If someone wants to watch a live-recorded programme in the middle of the night on the roof of their house in Berlin, or 5 episodes of a series on a train commute from Cannes to Paris, TV companies must be there to provide.
As technology has advanced, it is the synchronising of it to viewer habits that marks the key players, and generates the long-term relationships that are being established in the new TV world. Magine, Netflix, and Amazon, amongst a whole host of others, are developing platforms and software that respond to public demand in the most efficient and engaging way possible.
Currently, in the $60 billion dollar European entertainment market, cable and satellite subscriptions account for two thirds of total spending. But it is decreasing dramatically, with OTT TV consumption going up. 44% of millenials watch online and on-demand TV, compared to 24% of non-millenials. Alan Wurtzel, NBCUniversal’s audience research chief, has noted, “the use of streaming and smartphones for TV, year-on-year is [experiencing]double-digit increases”. In comparison, between 2011 and January 2015, there was a 3.9 million drop in young adults tuning in to TV sets, according to Nielsen figures. It is clear that the younger generation is adopting and showing confidence in cloud-based TV, which in turn will shape both the future and the viewing habits of other generations.
In order for content creators and distributors to adapt to such a rapidly shifting landscape, in which time is not fixed, and programme choices are non-linear, it falls to the individual platforms to establish the best possible link with a TV-loving audience. In this way, discoverability, usability, and flexibility are key for OTT TV services – and something that Magine places at the core of its offering for both users and content providers.
As the Aereo case showed in 2014, circumventing the nexus between TV consumer and programme creators is not legally possible, nor desirable for a sustainable model if television is live on in any recognisable format. The relationships Magine TV builds with broadcasters like Viacom, Turner, CNN, and Disney, as well as distribution partners such as Google, Samsung, LG and Panasonic, ensure an integrated model in which all players benefit from the TV value chain. Through this model, a viewer’s desire for the best content, whenever and wherever he or she wants to watch it, is both possible and economically viable.
While on-demand is undoubtedly shaping the future of TV, it is worth noting that in certain contexts, traditional viewing habits still retain great value. Major sports events, for example, are the most-viewed TV experience – and by definition, are best enjoyed live! Last summer, the World Cup proved that live TV, and sports in particular, both have a place at the heart of an OTT platform, with Magine streaming every game live (and with catch-up) to its German users. Live TV has a prime place amongst the flexible options that viewers demand – and the community it generates through the collective viewing experience is an extremely influential one.
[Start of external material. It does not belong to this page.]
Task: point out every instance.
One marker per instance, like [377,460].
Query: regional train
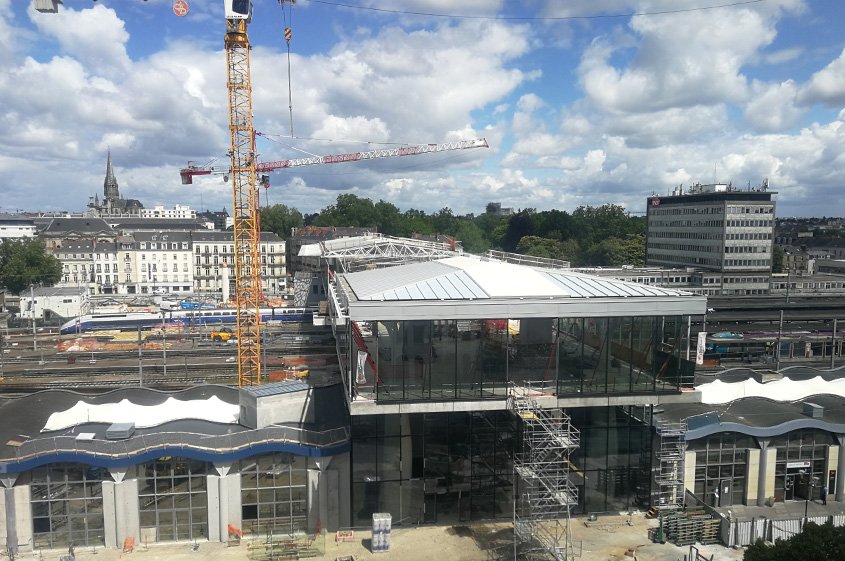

Technology, naturally, must enhance and back-up the desire for flexible, personalised TV viewing – whether that be live, catch-up or on-demand, and there is an increasing expectancy amongst consumers to access content that adapts to all the devices they own. Content providers now have more data on viewing behaviour than ever before, which can be used both to monetise online TV, and also influence content choices and maximise the effectiveness of discoverability tools within OTT services. Information equals power in terms of creativity and innovation.
The viewer leads, and services adapt. The future of TV is always about the people watching, enjoying, and engaging with the content: digital innovation can never lose sight of that.